Purwokertokita.com – Cilacap akrab dengan idiom, kalau kemarau krisis air dan kalau musim hujan, kebanjiran. Selain semakin menurunnya daya dukung lingkungan hutan, berkurangnya luasan hutan mangrove dituding menjadi salah satu penyebab banjir di Cilacap.
Selain banjir, berkurangnya hutan mangrove juga menyebabkan habitat berupa jenis ikan muara menghilang. Praktis, nelayan tangkap Laguna Segara Anakan terancam kehilangan mata pencahariannya.
“Banjir sifatnya tahunan. Dalam setahun, pasti ada satu kali banjir yang merata mulai Kecamatan Sidareja, Gandrungmangu, Bantarsari, Kawunganten dan Kecamatan Kampung Laut sendiri,” ujar Tokoh Nelayan Ujung Gagak, Suman Supriyadi, Senin (16/11).
Suman menyebut banjir bisa terjadi berhari-hari hingga hitungan pekan di daerah rendah. “Kadang banjirnya pindah, bergantian. Setelah hulu, biasanya daerah aliran muara baru kena (banjir) belakangan,” ujarnya.
Namun, Suman mengatakan banjir hanya lah satu dari sekian dampak akibat mendangkalnya segara anakan dan hilangnya hutan mangrove. Yang lebih pelik adalah hilangnya mata pencaharian mereka sebagai nelayan tangkap, sungai dan laguna.
“Ikan makin susah didapat. Dulu, mencari ikan sehari bisa dimakan untuk seminggu. Sekarang kebalikannya, cari ikan seminggu habis dimakan sehari,” tuturnya.
Sementara, Direktur LSM Serikat Tani Mandiri (Setam) Cilacap, Petrus Sugeng menjelaskan laju kerusakan hutan mangrove di Kawasan Hutan Mangrove dari tahun ke tahun semakin cepat lantaran eksploitasi kayu bakau yang dilakukan terus menerus.

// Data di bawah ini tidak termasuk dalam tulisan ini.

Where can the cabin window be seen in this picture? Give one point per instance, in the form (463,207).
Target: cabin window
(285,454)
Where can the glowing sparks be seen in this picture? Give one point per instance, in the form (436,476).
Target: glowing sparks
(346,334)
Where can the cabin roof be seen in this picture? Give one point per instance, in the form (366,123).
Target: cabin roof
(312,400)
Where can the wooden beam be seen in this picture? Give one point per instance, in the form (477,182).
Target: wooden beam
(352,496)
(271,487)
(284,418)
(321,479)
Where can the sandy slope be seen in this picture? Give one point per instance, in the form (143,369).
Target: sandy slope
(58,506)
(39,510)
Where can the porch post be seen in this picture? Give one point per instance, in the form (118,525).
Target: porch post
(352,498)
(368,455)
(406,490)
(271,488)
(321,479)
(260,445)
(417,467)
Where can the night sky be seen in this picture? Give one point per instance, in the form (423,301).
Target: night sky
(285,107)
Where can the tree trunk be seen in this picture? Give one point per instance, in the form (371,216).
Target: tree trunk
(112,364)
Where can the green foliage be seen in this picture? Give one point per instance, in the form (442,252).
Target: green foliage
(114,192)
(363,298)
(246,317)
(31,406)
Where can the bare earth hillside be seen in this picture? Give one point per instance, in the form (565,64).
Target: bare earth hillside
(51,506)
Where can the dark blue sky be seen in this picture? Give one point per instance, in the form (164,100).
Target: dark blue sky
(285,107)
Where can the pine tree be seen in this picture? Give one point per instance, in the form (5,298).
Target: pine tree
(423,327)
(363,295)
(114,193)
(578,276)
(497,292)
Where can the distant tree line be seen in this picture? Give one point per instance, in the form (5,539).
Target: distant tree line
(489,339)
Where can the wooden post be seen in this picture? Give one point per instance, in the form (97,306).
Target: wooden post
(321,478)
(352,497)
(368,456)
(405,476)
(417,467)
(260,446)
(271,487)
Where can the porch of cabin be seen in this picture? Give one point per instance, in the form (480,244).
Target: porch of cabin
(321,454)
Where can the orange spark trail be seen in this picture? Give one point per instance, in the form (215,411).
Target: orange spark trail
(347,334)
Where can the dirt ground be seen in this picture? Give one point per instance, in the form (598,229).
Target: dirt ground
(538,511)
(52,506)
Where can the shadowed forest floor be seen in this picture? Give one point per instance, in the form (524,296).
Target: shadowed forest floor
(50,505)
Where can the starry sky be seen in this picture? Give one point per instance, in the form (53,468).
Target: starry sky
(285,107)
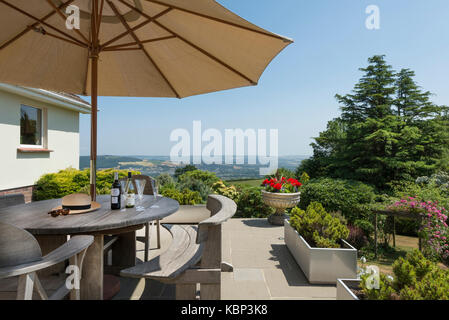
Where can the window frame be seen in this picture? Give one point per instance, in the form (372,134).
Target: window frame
(43,144)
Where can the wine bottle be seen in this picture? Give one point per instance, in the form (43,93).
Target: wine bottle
(115,193)
(131,195)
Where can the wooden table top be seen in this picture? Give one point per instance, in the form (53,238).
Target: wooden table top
(34,216)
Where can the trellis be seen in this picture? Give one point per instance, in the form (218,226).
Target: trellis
(395,214)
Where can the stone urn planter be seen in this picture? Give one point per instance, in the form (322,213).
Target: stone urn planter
(345,287)
(321,265)
(280,202)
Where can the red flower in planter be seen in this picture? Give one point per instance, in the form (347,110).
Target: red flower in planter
(284,185)
(278,186)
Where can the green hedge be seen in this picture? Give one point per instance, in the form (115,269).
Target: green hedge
(184,197)
(351,198)
(68,181)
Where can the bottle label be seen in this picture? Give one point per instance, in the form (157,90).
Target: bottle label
(115,192)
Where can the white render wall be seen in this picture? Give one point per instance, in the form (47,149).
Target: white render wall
(24,169)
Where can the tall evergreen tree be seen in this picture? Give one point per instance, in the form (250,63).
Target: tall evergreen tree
(389,130)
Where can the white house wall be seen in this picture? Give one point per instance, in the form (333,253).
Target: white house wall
(24,169)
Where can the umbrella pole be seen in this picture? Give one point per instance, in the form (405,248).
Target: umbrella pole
(94,100)
(93,133)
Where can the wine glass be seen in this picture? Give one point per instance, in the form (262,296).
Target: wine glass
(140,185)
(155,186)
(124,186)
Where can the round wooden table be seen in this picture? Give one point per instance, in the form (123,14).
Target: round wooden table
(52,232)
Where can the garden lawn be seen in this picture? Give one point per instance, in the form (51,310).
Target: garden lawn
(404,245)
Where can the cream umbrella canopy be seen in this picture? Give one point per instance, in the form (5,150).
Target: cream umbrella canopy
(139,48)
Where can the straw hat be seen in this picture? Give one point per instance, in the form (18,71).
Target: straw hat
(78,203)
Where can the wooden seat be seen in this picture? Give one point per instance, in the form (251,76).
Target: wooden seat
(194,255)
(20,255)
(183,253)
(9,200)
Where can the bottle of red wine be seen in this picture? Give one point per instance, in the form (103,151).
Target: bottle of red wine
(115,193)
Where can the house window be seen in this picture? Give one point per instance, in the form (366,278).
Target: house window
(30,126)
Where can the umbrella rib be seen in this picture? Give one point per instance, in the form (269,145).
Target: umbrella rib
(59,12)
(100,14)
(30,27)
(135,43)
(42,22)
(125,24)
(219,20)
(206,53)
(140,25)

“Tangkapan nelayan Kampung Laut sekarang ini hanya berkisar antara 5 kilogram hingga 20 kilogram saja. Padahal, saat hutan mengrove masih bagus, nelayan bisa mendapat 50 kilogram hingga 70 kilogram ikan dan udang dengan mudah,” ungkap Sugeng.
Dia menjelaskan berkurangnya hutan mangrove secara langsung berakibat pada hilangnya ekosistem ikan untuk berpijah. Hal ini menyebabkan ikan semakin susah didapat.
“Ini sangat berhubungan dengan pendangkalan dan hilangnya habitat untuk beranak pinak kawanan ikan, kepiting dan udang,” ujarnya.
Dia menjelaskan ada tahun 1970-an, luasan hutan mangrove adalah 15 ribu hektar. Namun kini, hanya tersisa 8 ribu hektar saja, atau berkurang separuhnya. Dari 8 ribu hektar, kata dia, separuhnya sudah dalam kondisi rusak parah.